La mia vita vorrei scriverla cantando
- Autore: Ignazio Buttitta
- Categoria: Poesia
- Casa editrice: Sellerio
“La mia vita vorrei scriverla cantando” (Sellerio, Palermo, 1999) è questo il titolo della raccolta che, in un’articolazione diacronica ben strutturata, comprende componimenti di Ignazio Buttita scelti dalle sue opere più note. Curata dai nipoti Emanuele e Ignazio E. Buttitta, si rivela meritoria e indispensabile a lettori e studiosi, data la difficile reperibilità degli scritti del nostro Autore relativi al lungo periodo che va dal 1923 al 1986.
La scelta è stata dettata da un criterio ben preciso: quello dell’impegno socio-politico che emerge da liriche intense e coinvolgenti.
Il titolo dell’antologia, che dunque consegna ai lettori la fisionomia del nostro cantore epico-popolare, è stato desunto dalla sua opera “La paglia bruciata” (Feltrinelli, 1968), il cui incipit recita:
“La mia vita vorrei scriverla cantando, ma ho la chitarra scordata e la voce catarrosa: sarebbe una suonata ai sordi”.
Salvatore Di Marco, ha sì elogiato l’iniziativa, pur lamentando l’esclusione dei versi di Marabedda. Egli ha scritto:
“si tratta di una raccolta assai ampia di poesie (51 scelte tra i suoi libri più famosi) selezionate da quasi tutta l’intera produzione buttiniana: cioè, da “Sintimintali” che fu la silloge d’esordio nel 1923, e poi da Lu pani si chiama pani del 1954, ancora da Lu trenu di lu suli a La peddi nova del 1963; e tra queste figurano poesie ormai classiche come il “Lamentu pi la morti di Turiddu Carnivali”, Sariddu lu Bassanu, Lu silenziu. Otto componimenti sono stati inoltre tratti dal volume “Io faccio il poeta” del 1972, e una buona mezza dozzina dal celebrato “Il poeta in piazza” (1974), altrettante dalla raccolta di “Pietre nere” del 1983. Sono stati, infine, così attraversati tutti i passaggi del percorso di Buttitta, o quasi. Infatti la selezione si conclude con la aggiunta di un gruppo di liriche assunte dal volume – anch’esso a suo modo antologico – “Prime e nuovissime” (Torino, 1983). Si tratta di nove poesie relative al periodo 1922-1954 apparse in giornali e periodici dialettali rèsisi di rarissima reperibilità, integrate da un altro gruppo come ‘nuovissime’ (...). Resta così intatto il sapore del suo dialetto che ha radici nella Bagheria d’inizio Novecento e s’allarga poi alle mutazioni linguistiche dei tempi più vicini a noi”.

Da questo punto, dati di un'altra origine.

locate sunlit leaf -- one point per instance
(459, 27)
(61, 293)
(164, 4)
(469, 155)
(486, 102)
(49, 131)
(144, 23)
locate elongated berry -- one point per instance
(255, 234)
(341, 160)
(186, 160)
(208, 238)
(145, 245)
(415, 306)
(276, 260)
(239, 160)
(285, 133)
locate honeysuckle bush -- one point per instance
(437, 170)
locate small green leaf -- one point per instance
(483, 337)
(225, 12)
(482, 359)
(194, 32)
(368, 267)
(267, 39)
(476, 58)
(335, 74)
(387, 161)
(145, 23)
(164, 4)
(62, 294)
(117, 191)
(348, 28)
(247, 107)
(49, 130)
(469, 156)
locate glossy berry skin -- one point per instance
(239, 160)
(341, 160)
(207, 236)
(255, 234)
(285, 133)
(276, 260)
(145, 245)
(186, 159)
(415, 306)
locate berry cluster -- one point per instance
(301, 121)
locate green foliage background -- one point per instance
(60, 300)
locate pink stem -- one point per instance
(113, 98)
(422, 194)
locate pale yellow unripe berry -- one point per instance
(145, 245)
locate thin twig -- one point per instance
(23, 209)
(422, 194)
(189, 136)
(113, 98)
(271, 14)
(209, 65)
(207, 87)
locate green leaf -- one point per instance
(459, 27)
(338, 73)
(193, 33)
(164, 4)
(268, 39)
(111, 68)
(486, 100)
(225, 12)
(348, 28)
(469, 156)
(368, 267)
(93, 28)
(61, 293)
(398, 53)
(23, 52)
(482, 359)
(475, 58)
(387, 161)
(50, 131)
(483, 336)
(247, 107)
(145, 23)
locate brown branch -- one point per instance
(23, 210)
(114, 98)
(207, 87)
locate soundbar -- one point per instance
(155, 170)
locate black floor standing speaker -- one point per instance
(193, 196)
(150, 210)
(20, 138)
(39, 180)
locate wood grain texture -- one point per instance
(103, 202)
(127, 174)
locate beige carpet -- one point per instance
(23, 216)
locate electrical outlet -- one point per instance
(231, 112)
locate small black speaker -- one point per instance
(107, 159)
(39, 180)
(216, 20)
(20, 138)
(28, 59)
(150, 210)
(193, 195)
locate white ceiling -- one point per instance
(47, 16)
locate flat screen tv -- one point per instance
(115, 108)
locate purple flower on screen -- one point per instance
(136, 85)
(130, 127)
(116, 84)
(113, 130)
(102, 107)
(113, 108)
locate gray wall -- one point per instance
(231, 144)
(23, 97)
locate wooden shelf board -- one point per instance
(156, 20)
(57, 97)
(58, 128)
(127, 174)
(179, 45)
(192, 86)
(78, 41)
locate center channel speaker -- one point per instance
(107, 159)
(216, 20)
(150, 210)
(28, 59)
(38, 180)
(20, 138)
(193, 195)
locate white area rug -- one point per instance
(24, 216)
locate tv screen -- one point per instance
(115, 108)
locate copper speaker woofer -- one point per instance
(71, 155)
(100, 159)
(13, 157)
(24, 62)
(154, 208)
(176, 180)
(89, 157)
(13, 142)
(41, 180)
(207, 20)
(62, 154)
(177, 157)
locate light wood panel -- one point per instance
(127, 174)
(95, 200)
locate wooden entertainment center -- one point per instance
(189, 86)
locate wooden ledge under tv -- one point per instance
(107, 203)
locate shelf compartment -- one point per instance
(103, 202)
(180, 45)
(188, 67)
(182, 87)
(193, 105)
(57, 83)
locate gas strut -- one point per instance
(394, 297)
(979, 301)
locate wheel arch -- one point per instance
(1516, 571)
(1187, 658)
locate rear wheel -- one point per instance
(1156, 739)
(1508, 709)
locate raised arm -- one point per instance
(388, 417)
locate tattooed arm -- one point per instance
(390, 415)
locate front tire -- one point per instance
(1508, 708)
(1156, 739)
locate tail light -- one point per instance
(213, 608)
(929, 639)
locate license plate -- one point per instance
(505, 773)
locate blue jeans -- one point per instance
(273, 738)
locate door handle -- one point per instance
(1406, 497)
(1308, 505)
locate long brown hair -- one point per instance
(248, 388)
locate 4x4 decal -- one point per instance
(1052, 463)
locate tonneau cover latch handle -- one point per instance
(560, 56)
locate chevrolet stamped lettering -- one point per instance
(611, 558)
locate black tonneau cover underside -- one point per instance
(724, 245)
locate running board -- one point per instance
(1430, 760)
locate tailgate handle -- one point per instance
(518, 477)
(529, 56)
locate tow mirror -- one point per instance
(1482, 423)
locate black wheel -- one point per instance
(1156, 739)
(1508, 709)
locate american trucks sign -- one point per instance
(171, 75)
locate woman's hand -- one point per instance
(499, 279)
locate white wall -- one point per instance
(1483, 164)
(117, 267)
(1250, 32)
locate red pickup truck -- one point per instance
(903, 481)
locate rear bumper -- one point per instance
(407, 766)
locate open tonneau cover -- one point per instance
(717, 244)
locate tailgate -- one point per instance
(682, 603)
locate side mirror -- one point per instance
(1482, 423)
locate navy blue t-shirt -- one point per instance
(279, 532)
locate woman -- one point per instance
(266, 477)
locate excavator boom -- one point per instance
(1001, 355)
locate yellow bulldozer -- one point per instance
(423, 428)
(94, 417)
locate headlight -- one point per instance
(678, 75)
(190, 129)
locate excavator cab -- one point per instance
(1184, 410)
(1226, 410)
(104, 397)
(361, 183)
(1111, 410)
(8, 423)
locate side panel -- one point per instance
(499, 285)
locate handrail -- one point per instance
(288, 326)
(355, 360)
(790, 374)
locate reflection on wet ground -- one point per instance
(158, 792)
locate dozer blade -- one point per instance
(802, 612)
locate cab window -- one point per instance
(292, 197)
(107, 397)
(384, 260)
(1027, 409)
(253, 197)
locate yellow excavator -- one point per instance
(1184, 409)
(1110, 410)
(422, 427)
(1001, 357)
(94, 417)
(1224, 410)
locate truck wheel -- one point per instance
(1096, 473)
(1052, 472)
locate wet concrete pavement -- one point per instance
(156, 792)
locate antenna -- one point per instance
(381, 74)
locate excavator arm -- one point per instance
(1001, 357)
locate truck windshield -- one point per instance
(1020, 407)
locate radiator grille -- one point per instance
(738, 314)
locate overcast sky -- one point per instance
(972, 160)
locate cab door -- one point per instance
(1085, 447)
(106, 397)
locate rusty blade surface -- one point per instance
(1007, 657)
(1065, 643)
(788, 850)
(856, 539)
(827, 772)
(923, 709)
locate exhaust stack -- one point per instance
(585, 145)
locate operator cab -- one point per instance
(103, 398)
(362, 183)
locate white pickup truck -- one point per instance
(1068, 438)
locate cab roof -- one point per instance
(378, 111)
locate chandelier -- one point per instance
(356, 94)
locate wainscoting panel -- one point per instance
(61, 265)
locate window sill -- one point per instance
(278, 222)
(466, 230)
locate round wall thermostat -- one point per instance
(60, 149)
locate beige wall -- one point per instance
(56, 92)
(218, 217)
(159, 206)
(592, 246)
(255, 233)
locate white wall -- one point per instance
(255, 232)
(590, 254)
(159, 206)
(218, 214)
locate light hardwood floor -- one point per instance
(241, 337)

Sono le sue preziose annotazioni che si trovano nel volume “Gli occhi del mondo. Saggi su Ignazio Buttitta”, dove Di Marco consegna un ampio affresco da cui spicca l’opera di Ignazio Buttitta, letta lungo i periodi più difficili della storia di Sicilia e nell’ottica del riscatto. Da qui l’attualità del messaggio buttiniano in un’epoca come la nostra attraversata da eventi che, che per tutti i popoli del pianeta, stanno mettendo in crisi i valori della pace, della tutela della natura e della giustizia sociale.
Può essere ancora viva la voce dirompente del poeta di Bagheria? Le valutazioni di Gianfranco Contini, di Carlo Levi, di Pier Paolo Pasolini, di Leonardo Sciascia che si possono leggere nell’antologia, alle quali segue una accurata nota bibliografica, sono davvero illuminanti. Indubbiamente la rilettura dei versi di Ignazio Buttitta rappresenta un’operazione di riflessione sugli apporti di una poetica che, ha scritto Giovanni Pasqualino nel Giornale dell’Etna (Catania, 27 dicembre 1999)
“oltrepassa i limiti del dialetto per diventare (...) linguaggio universale”.
Ha egli ragione, insieme a Di Marco: il poeta di Bagheria, a parte l’assoluta originalità dei suoi versi che si collocano nell’eredità del neo-realismo, manifesta con estrema onestà intellettuale un’ampia gamma di sentimenti dettati dalla passione viscerale per la propria terra, da una partecipazione agli eventi regionali e nazionali e specificamente da una lunga frequentazione con la migliore scrittura dialettale e non. Dell’Isola, in particolare.